Allo stesso modo, il Consiglio ha respinto le lamentele sul mancato rispetto della normativa sulle distanze tra edifici. Risulta infatti irrilevante, l’invocata disciplina di cui all’art. 3.4.12 del Regolamento locale di igiene, per cui la distanza fra l’edificio in costruzione  e il fabbricato dei ricorrenti dovrebbe essere maggiore dell’altezza dell’edificio più alto.Si tratta di una norma non sempre cogente e finalizzata a rimuovere eventuali “ostacoli all’aeroilluminazione”, che, nella presente fattispecie, tuttavia non si ravvisano.

È necessario invece applicare la disciplina di cui all’art. 9, comma 1, n. 2, del d.m. 2 aprile 1968, n. 1444 che prescrive, per i nuovi edifici, la distanza minima assoluta di dieci metri tra le pareti finestrate e pareti di edifici antistanti. Per costante giurisprudenza, la funzione della norma è quella di assicurare che fra edifici frontistanti non si creino intercapedini dannose per la salubrità, in quanto tali da non permettere un adeguato afflusso di aria e di luce, essendo quindi volta alla salvaguardia delle imprescindibili esigenze igienico sanitarie.

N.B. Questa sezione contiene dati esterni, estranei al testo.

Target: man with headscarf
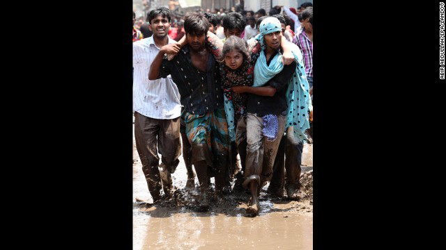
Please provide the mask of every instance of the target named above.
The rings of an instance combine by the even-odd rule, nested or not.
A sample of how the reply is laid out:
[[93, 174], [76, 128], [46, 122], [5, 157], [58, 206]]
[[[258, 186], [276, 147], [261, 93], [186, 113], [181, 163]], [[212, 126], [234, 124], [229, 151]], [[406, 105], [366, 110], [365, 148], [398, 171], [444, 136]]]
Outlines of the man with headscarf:
[[232, 88], [236, 92], [249, 93], [247, 127], [249, 129], [243, 186], [251, 191], [247, 212], [253, 216], [260, 208], [260, 190], [271, 179], [284, 131], [291, 127], [287, 136], [306, 140], [304, 132], [309, 127], [309, 112], [312, 108], [302, 54], [297, 47], [291, 49], [295, 61], [284, 66], [282, 36], [282, 26], [277, 18], [267, 17], [262, 21], [260, 34], [256, 38], [261, 50], [254, 67], [254, 85]]

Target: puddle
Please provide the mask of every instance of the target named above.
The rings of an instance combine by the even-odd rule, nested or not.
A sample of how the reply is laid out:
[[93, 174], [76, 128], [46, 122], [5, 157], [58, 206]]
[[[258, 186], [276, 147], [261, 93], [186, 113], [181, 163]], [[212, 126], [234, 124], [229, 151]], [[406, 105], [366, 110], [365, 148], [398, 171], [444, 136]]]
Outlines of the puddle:
[[[151, 204], [134, 144], [133, 155], [133, 249], [313, 249], [312, 172], [305, 173], [302, 179], [308, 199], [271, 199], [265, 192], [266, 185], [259, 198], [259, 216], [249, 217], [245, 211], [249, 194], [243, 192], [231, 194], [223, 201], [213, 200], [210, 210], [204, 212], [176, 206], [176, 200]], [[183, 156], [179, 159], [172, 181], [182, 197], [187, 172]], [[308, 165], [311, 162], [312, 170], [312, 160], [305, 160]], [[195, 184], [198, 185], [197, 178]], [[146, 202], [135, 201], [137, 197]]]
[[[265, 205], [261, 202], [261, 206]], [[241, 213], [231, 216], [156, 208], [134, 215], [133, 225], [134, 249], [313, 248], [311, 213], [261, 212], [250, 218]]]

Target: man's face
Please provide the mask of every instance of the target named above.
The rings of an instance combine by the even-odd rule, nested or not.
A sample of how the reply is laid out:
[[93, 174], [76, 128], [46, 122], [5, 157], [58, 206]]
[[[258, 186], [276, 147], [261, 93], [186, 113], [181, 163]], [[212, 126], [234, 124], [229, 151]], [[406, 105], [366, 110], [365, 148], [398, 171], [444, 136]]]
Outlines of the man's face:
[[148, 27], [153, 32], [154, 36], [162, 39], [167, 35], [170, 24], [167, 17], [159, 15], [151, 20], [151, 25]]
[[243, 55], [236, 50], [231, 50], [224, 55], [224, 64], [232, 69], [237, 69], [243, 63]]
[[214, 24], [209, 24], [209, 31], [213, 33], [214, 34], [217, 31], [215, 31], [215, 27], [214, 27]]
[[226, 38], [229, 38], [229, 37], [231, 35], [235, 35], [236, 37], [240, 38], [242, 36], [242, 31], [239, 30], [237, 28], [229, 29], [227, 31], [224, 31], [224, 35], [226, 35]]
[[285, 24], [280, 23], [280, 26], [282, 26], [282, 33], [284, 34], [285, 33]]
[[255, 19], [256, 19], [256, 22], [257, 22], [257, 20], [259, 20], [259, 19], [260, 17], [262, 17], [262, 16], [261, 16], [261, 15], [260, 15], [260, 14], [259, 14], [259, 13], [257, 13], [257, 14], [254, 15], [254, 18], [255, 18]]
[[305, 30], [307, 31], [312, 30], [312, 24], [309, 23], [309, 17], [302, 21], [302, 26], [305, 28]]
[[273, 50], [277, 50], [280, 47], [282, 40], [282, 31], [275, 31], [263, 35], [263, 40], [266, 47]]
[[187, 44], [189, 44], [191, 49], [192, 50], [197, 51], [204, 47], [206, 35], [204, 33], [201, 35], [186, 33], [186, 39], [187, 40]]

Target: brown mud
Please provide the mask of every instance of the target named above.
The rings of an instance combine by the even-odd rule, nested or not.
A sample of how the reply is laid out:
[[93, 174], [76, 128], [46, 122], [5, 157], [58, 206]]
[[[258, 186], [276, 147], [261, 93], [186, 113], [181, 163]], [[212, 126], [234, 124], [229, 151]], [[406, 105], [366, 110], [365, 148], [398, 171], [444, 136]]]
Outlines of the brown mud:
[[250, 217], [245, 212], [250, 197], [247, 190], [217, 197], [213, 178], [209, 209], [198, 212], [198, 179], [194, 189], [185, 188], [187, 172], [182, 156], [172, 174], [174, 197], [153, 204], [134, 145], [133, 249], [312, 249], [312, 146], [304, 147], [300, 199], [291, 201], [285, 192], [282, 197], [272, 197], [267, 184], [261, 192], [259, 215]]

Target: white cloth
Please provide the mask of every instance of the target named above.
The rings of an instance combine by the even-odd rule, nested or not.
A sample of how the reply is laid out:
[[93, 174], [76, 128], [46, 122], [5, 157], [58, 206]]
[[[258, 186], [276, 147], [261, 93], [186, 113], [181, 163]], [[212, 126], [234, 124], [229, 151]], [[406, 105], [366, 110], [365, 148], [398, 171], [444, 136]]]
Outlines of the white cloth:
[[254, 28], [252, 28], [251, 25], [247, 25], [245, 27], [245, 37], [243, 39], [245, 41], [254, 38], [256, 35], [257, 35], [257, 29]]
[[[176, 42], [169, 38], [169, 43]], [[133, 111], [154, 119], [174, 119], [181, 113], [180, 93], [170, 75], [148, 80], [148, 71], [160, 48], [153, 36], [133, 42]]]
[[291, 10], [290, 10], [290, 8], [288, 7], [284, 6], [284, 10], [285, 11], [285, 13], [286, 13], [286, 15], [290, 17], [290, 18], [292, 19], [293, 21], [294, 21], [294, 33], [297, 33], [298, 28], [300, 27], [300, 22], [299, 22], [299, 17], [297, 15], [293, 13]]
[[226, 38], [226, 35], [224, 35], [224, 29], [223, 28], [223, 27], [220, 26], [217, 29], [217, 31], [215, 32], [215, 35], [217, 35], [217, 37], [220, 39], [224, 39]]

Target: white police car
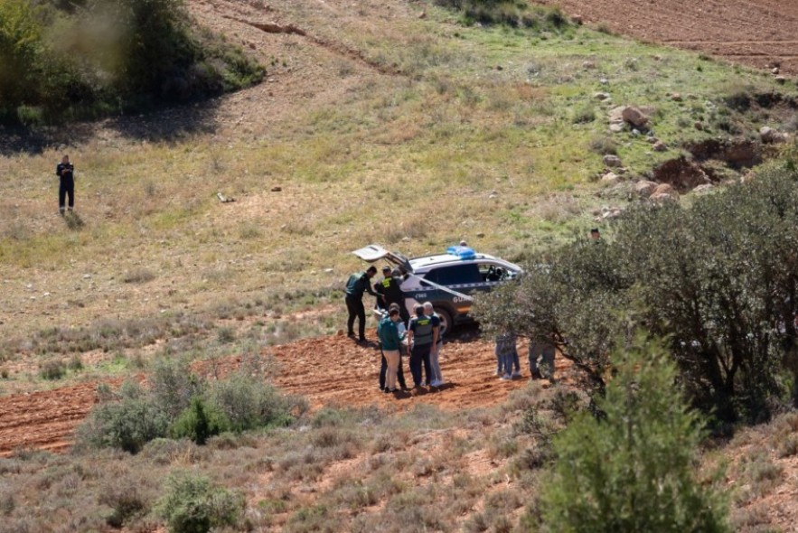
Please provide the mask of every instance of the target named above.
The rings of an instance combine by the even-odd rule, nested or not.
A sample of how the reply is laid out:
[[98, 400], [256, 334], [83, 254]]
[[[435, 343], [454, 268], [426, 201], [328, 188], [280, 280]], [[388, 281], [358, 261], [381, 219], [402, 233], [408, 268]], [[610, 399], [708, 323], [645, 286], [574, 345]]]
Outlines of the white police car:
[[490, 291], [521, 272], [518, 265], [465, 246], [412, 259], [374, 244], [352, 253], [369, 263], [384, 259], [399, 268], [405, 274], [401, 289], [410, 316], [417, 304], [431, 302], [447, 327], [472, 320], [468, 311], [474, 294]]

Peraltro, le distanze tra fabbricati non si misurano in modo radiale, come avviene per le distanze rispetto alle vedute, ma in modo lineare, perpendicolare ed ortogonale, in quanto, come detto, lo scopo perseguito dal legislatore è quello di evitare le intercapedini dannose.

Considerato che in questo caso l’impresa di costruzioni aveva eliminato i balconi aggettanti che violavano la distanze minime legali tra edifici, il Consiglio ha ritenuto decaduto l’interesse al ricorso, che è stato respinto nel suo complesso.